IAE AG agrees it will not require payment from Spirit for engines exiting certain fleet hour agreements in excess of specified thresholds, will not reprice maintenance services performed on such engines, and will not adjust rates for engines that remain under the fleet hour agreements.
Legal Arguments for Approval
Spirit argues the settlement should be approved because it is fair and equitable, reasonable, and in the best interests of the debtor's estate. The court should consider the Iridium factors established by the Second Circuit when evaluating the settlement.
Spirit states that success on the merits of Spirit's claims against IAE Parties would be speculative and uncertain. The value provided by the compromise outweighs the uncertainty of litigation. The settlement benefits creditors by providing $140 million in credits, preserving liquidity, and avoiding costly litigation. The settlement was negotiated at arm's length by parties with experienced counsel.
Spirit also seeks authorization under Section 363(b) of the Bankruptcy Code to enter into the GTE Agreements and Definitive Documents. Section 363(b)(1) empowers the Court to allow a debtor to use, sell, or lease, other than in the ordinary course of business, property of the estate.

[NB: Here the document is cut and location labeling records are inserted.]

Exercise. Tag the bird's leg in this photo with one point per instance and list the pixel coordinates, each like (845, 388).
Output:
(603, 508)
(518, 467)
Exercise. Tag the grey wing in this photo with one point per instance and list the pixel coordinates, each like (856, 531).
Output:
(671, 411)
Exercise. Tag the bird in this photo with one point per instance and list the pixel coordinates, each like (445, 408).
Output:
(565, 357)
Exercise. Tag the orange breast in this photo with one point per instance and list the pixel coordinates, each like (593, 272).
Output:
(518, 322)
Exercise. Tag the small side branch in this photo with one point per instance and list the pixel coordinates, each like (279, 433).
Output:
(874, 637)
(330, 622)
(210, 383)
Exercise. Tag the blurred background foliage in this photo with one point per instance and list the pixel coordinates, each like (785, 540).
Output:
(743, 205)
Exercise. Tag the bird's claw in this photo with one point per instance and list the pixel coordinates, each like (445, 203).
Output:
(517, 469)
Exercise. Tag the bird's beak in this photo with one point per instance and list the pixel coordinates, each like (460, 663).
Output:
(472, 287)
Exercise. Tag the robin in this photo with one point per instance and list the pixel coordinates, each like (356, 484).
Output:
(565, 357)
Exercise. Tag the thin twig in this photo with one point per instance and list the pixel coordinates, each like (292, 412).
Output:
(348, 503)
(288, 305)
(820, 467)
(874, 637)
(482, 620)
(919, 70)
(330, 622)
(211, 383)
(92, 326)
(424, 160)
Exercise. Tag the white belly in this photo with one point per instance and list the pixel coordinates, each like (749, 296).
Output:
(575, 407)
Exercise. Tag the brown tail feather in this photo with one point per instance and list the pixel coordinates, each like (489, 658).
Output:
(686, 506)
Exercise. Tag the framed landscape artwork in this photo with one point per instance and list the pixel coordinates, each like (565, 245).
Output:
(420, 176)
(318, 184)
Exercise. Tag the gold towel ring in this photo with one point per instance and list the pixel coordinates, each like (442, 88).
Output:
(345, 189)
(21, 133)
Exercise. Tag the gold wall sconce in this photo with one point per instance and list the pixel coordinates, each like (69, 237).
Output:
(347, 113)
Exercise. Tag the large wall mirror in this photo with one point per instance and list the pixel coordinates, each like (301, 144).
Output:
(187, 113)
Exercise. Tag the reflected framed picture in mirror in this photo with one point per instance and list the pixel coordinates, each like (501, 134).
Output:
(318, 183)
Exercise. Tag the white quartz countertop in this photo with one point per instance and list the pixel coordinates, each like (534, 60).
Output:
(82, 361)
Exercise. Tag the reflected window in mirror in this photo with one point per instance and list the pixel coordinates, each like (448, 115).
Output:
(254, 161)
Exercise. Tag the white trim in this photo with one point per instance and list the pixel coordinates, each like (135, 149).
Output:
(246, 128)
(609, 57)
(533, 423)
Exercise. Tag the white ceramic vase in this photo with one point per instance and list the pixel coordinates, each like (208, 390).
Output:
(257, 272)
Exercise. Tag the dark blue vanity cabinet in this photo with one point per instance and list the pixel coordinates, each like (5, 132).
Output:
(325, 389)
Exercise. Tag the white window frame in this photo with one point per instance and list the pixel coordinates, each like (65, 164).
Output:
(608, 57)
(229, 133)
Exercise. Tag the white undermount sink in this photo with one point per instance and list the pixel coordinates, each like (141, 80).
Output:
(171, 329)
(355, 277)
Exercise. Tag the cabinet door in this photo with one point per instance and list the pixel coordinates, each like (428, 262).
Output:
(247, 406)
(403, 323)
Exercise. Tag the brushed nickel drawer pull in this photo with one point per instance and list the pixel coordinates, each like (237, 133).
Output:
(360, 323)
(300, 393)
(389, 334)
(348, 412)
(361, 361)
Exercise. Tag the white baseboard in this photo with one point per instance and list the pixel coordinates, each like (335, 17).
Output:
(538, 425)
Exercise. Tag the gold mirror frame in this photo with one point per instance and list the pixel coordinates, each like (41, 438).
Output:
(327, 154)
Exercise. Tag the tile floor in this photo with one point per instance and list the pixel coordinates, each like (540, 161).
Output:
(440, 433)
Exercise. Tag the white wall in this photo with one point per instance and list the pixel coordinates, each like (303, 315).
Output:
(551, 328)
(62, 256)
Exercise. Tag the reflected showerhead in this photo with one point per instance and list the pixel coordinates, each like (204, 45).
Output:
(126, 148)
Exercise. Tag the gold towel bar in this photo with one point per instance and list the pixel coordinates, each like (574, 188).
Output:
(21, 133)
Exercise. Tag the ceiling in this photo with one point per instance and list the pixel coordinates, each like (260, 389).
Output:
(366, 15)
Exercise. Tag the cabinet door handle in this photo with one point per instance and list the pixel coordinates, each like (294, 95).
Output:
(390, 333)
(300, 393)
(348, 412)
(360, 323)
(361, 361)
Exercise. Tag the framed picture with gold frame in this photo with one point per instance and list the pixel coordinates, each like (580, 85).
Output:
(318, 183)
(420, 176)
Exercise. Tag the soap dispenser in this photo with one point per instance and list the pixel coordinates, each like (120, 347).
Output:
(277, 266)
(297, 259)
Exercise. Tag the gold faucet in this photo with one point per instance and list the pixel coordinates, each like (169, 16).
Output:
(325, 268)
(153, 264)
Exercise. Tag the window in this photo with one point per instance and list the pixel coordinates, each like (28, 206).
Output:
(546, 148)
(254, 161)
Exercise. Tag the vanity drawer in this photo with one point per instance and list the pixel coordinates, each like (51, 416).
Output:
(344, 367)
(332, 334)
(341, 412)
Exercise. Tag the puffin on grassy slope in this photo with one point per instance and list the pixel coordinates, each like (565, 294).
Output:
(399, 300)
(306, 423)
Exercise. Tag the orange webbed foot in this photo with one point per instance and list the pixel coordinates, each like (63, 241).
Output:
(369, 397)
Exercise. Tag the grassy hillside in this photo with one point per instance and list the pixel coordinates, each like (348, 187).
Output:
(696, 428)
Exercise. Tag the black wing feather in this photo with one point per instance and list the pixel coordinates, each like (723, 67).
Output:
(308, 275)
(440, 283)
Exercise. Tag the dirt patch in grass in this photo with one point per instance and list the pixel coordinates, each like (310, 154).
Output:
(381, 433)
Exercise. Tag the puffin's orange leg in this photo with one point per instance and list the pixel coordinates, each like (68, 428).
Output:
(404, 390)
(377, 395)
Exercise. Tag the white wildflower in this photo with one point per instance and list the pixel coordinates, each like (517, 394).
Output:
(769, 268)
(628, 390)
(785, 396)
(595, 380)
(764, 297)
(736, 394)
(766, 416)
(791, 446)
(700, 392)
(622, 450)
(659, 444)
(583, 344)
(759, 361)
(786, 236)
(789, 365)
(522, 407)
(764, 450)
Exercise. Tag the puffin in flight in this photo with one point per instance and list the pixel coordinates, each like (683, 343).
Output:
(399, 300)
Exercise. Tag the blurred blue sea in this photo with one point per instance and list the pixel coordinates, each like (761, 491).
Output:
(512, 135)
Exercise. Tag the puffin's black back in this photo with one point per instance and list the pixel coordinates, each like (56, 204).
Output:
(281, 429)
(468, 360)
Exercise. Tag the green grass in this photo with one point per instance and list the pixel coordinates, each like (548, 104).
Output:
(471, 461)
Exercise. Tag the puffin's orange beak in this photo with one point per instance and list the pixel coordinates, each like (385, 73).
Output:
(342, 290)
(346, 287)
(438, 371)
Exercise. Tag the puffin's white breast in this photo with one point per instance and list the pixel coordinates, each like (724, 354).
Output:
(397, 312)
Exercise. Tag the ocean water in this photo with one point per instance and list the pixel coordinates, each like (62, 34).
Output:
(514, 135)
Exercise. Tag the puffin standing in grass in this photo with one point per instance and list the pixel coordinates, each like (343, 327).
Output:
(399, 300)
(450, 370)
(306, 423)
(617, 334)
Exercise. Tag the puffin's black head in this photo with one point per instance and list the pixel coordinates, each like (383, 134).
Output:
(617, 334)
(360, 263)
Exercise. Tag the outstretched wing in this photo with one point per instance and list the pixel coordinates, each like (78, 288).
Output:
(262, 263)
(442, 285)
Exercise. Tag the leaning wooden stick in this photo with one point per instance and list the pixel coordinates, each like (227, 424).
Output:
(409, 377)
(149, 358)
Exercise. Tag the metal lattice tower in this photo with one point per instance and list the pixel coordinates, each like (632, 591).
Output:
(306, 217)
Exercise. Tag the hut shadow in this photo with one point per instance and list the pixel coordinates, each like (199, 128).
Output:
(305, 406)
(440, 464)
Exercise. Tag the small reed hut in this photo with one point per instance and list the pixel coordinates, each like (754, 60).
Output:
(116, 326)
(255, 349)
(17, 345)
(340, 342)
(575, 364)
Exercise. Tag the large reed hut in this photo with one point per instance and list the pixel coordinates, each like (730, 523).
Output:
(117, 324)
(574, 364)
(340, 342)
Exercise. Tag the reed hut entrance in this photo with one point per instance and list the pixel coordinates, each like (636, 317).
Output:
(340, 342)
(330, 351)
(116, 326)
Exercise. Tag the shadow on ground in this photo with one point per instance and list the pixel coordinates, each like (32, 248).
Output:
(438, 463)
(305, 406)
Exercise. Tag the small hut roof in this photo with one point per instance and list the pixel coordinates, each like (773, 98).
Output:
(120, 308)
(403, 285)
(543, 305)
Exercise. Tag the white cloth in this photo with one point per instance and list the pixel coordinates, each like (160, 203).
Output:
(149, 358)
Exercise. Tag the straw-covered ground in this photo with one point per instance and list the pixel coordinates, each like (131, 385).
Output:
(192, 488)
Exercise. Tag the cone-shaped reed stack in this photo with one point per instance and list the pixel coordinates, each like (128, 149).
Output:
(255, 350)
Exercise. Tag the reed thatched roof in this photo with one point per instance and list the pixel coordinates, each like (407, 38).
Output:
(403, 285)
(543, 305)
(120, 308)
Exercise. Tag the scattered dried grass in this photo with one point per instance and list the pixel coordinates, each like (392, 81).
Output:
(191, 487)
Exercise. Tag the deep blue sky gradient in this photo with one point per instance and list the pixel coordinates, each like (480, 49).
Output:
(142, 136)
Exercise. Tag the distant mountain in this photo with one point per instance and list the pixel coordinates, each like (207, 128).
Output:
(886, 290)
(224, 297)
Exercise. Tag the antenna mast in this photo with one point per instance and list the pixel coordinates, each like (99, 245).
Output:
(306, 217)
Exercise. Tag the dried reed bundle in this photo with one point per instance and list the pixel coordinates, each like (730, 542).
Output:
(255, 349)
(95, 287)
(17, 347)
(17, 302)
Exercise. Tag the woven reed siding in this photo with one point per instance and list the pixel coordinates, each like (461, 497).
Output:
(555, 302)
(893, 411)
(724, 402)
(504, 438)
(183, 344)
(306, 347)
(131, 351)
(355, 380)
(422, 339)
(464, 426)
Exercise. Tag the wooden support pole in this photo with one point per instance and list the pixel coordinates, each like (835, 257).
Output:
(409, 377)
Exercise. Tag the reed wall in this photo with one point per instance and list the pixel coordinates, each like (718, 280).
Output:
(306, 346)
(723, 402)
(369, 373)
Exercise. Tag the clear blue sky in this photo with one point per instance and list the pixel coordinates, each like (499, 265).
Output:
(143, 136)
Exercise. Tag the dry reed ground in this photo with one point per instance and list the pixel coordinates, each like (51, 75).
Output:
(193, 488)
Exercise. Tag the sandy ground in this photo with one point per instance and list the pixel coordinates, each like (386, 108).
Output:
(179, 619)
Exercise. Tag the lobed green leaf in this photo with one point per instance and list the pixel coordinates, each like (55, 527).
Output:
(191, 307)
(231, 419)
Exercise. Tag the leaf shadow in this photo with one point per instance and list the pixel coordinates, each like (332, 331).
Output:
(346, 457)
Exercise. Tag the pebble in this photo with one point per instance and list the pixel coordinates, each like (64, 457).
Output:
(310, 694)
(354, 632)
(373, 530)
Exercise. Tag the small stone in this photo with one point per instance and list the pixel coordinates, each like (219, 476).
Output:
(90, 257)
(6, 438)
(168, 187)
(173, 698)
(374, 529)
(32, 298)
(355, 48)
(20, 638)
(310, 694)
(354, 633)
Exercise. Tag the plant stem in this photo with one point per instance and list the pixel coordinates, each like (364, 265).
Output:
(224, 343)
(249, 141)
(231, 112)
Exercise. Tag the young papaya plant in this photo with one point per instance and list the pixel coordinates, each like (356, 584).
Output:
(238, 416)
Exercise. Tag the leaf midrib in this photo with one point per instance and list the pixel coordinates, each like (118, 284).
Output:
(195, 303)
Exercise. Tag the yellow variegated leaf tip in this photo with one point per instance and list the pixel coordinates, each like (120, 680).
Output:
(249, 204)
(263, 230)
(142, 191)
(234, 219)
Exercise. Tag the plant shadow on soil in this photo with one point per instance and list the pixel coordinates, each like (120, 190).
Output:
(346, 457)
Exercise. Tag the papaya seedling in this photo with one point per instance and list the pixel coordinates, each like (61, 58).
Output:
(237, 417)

The business judgment rule is satisfied when there is a business decision, disinterestedness, due care, good faith, and no abuse of discretion or waste of corporate assets. Entry into the GTE Agreements represents a sound exercise of business judgment because the GTE Leases will provide up to 100 serviceable engines without the Debtors bearing maintenance costs, these engines will be used to operate the A320neo family aircraft, the Definitive Documents will establish the contours of the Debtors' aircraft and engine portfolio, and the agreements will enable maintenance services at favorable rates.
Timeline and Next Steps
Judge Sean H. Lane has scheduled a hearing on the motion for December 16, 2025, at 11:00 a.m. Objections must be filed by December 11, 2025, at 5:00 p.m. The settlement requires Bankruptcy Court approval of the Term Sheet by December 30, 2025. The deadline for settlement of outstanding invoices is December 31, 2025. The Amendment Cut-Off Date to finalize agreements is January 31, 2026.
The Debtors note that notice of the Motion will be provided to the U.S. Trustee, the Committee of Unsecured Creditors, the Ad Hoc Committee of Senior Secured Noteholders, agents or trustees under the Debtors' secured notes indenture or revolving credit facility, the IAE Parties, and any other party entitled to notice under the Court's case management procedures order.